Assassin’s Creed is a long and languishing series of video games they’ve been making pretty much annually for about 14 years. There have been countless entries, including spin off games, comic books, and a recent movie. I’m absolutely obsessed with these games, and can’t help but bother my friends with all the facts that I know about them. But that’s modern day. We’ll get to that. The basic premise of each game is that you play as an assassin in a historical era, such as Jerusalem during the crusades, Paris during the French Revolution, or Boston during the American Revolution. You run around, often on the rooftops, and then jump down and kill important figures from that period. It’s stupid as fuck.
I don’t remember when I played the first Assassin’s Creed video game. If you’ve read my previous essay you’ll know I’m missing many memories from childhood. I do remember the second game though. I loved to run across the rooftops of Venice during the late 1400s, tracing strange paths. Well, not to be pedantic, but running around a simulation of Venice. That was very important to the people who made the game. There’s a meta layer to the story in which you play someone in the modern day entering a machine called The Animus. This lets you visit a digital recreation of Renaissance Italy. It’s a bizarre complication. This is what I was explaining to my friend the other day. But again, we’re not there yet. The modern day keeps butting in. The games call it the Bleeding Effect. Back to the past.
One of my favorite games in the franchise was the fourth one. In it you play a pirate, sailing the ocean. I stole that one. Just downloaded it. What are they gonna say? I played that game on the family computer, while I lived at home and dreamed of moving to Chicago. The computer couldn’t really handle it very well, and the Animus was chugging and panting and glitching a lot.
One of my big purchases after moving to Chicago was a computer, and after I got it I was able to start playing Assassin’s Creed Origins, one of the more recent titles. I began playing it on October 18th 2020. I know the exact date because I wrote it in my daily journal, a practice I began four years ago. My memory is weak, but I’m able to refer to the document to learn what I was doing. Any time before I started this practice is essentially prehistory. Hard to make out. I spent the next few months alone, sitting in my apartment unemployed and playing Assassin’s Creed. Just like the good old days. Except this time I was especially struck by the idea of the Animus.

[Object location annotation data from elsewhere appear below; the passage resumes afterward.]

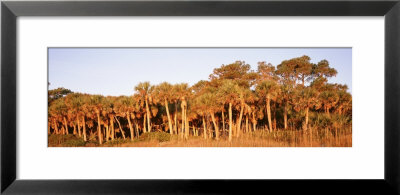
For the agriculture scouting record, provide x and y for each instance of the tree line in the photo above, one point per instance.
(295, 95)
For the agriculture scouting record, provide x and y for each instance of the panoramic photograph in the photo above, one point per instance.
(199, 97)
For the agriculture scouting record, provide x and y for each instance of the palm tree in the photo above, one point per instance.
(268, 90)
(96, 107)
(229, 94)
(163, 93)
(183, 92)
(144, 89)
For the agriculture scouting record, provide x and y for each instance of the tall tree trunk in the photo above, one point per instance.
(120, 128)
(169, 117)
(215, 126)
(99, 129)
(137, 129)
(66, 126)
(107, 132)
(84, 128)
(148, 115)
(186, 125)
(112, 127)
(223, 122)
(79, 127)
(285, 115)
(240, 120)
(247, 123)
(269, 113)
(56, 127)
(230, 122)
(205, 128)
(176, 119)
(128, 116)
(144, 124)
(74, 132)
(254, 121)
(307, 117)
(183, 121)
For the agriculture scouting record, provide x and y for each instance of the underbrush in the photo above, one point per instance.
(65, 141)
(155, 136)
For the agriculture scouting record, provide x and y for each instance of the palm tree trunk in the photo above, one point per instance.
(137, 129)
(66, 126)
(107, 132)
(128, 116)
(56, 127)
(169, 117)
(186, 125)
(144, 124)
(254, 122)
(215, 126)
(247, 123)
(230, 122)
(285, 115)
(223, 122)
(269, 114)
(120, 128)
(84, 128)
(112, 127)
(74, 132)
(148, 115)
(183, 122)
(240, 120)
(307, 117)
(79, 127)
(99, 129)
(205, 128)
(176, 119)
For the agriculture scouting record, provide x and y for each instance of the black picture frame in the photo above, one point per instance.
(11, 10)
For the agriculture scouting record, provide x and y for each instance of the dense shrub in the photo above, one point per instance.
(65, 141)
(158, 136)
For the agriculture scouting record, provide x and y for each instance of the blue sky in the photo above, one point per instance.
(115, 71)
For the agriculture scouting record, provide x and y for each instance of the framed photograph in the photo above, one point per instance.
(198, 97)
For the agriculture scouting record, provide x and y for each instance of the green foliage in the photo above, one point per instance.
(158, 136)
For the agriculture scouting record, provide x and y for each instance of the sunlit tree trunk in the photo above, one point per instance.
(48, 128)
(215, 126)
(269, 113)
(128, 116)
(223, 122)
(74, 132)
(107, 132)
(186, 125)
(230, 122)
(137, 130)
(183, 120)
(205, 128)
(169, 117)
(247, 123)
(307, 117)
(285, 115)
(66, 126)
(144, 125)
(148, 115)
(240, 120)
(79, 127)
(84, 128)
(99, 128)
(112, 127)
(120, 129)
(56, 127)
(254, 121)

I was playing as Bayek, a protector of Egypt. Although, not to be pedantic, but I was actually playing a researcher named Layla, in the modern day, who entered the Animus in order to play as Bayek. That layer was what stuck out to me, as a newly out trans woman. It’s the layer I skipped before, to get to the good stuff. But now it was the whole point. I was a woman in my apartment, on a computer, playing a woman, on a computer, playing a man. I think of all the time I spent, in my prehistory, as a woman playing a man on the computer.
I’m now playing through Assassin’s Creed Odyssey, set in Ancient Greece. The islands stretch before me, and I complete repetitive missions and slowly level up. I sail from Paros to Naxos to Delos. I’m level 43 right now, and when I reach level 46 I’ll finally be strong enough to sail to my main goal. The Isle of Lesbos. Soon.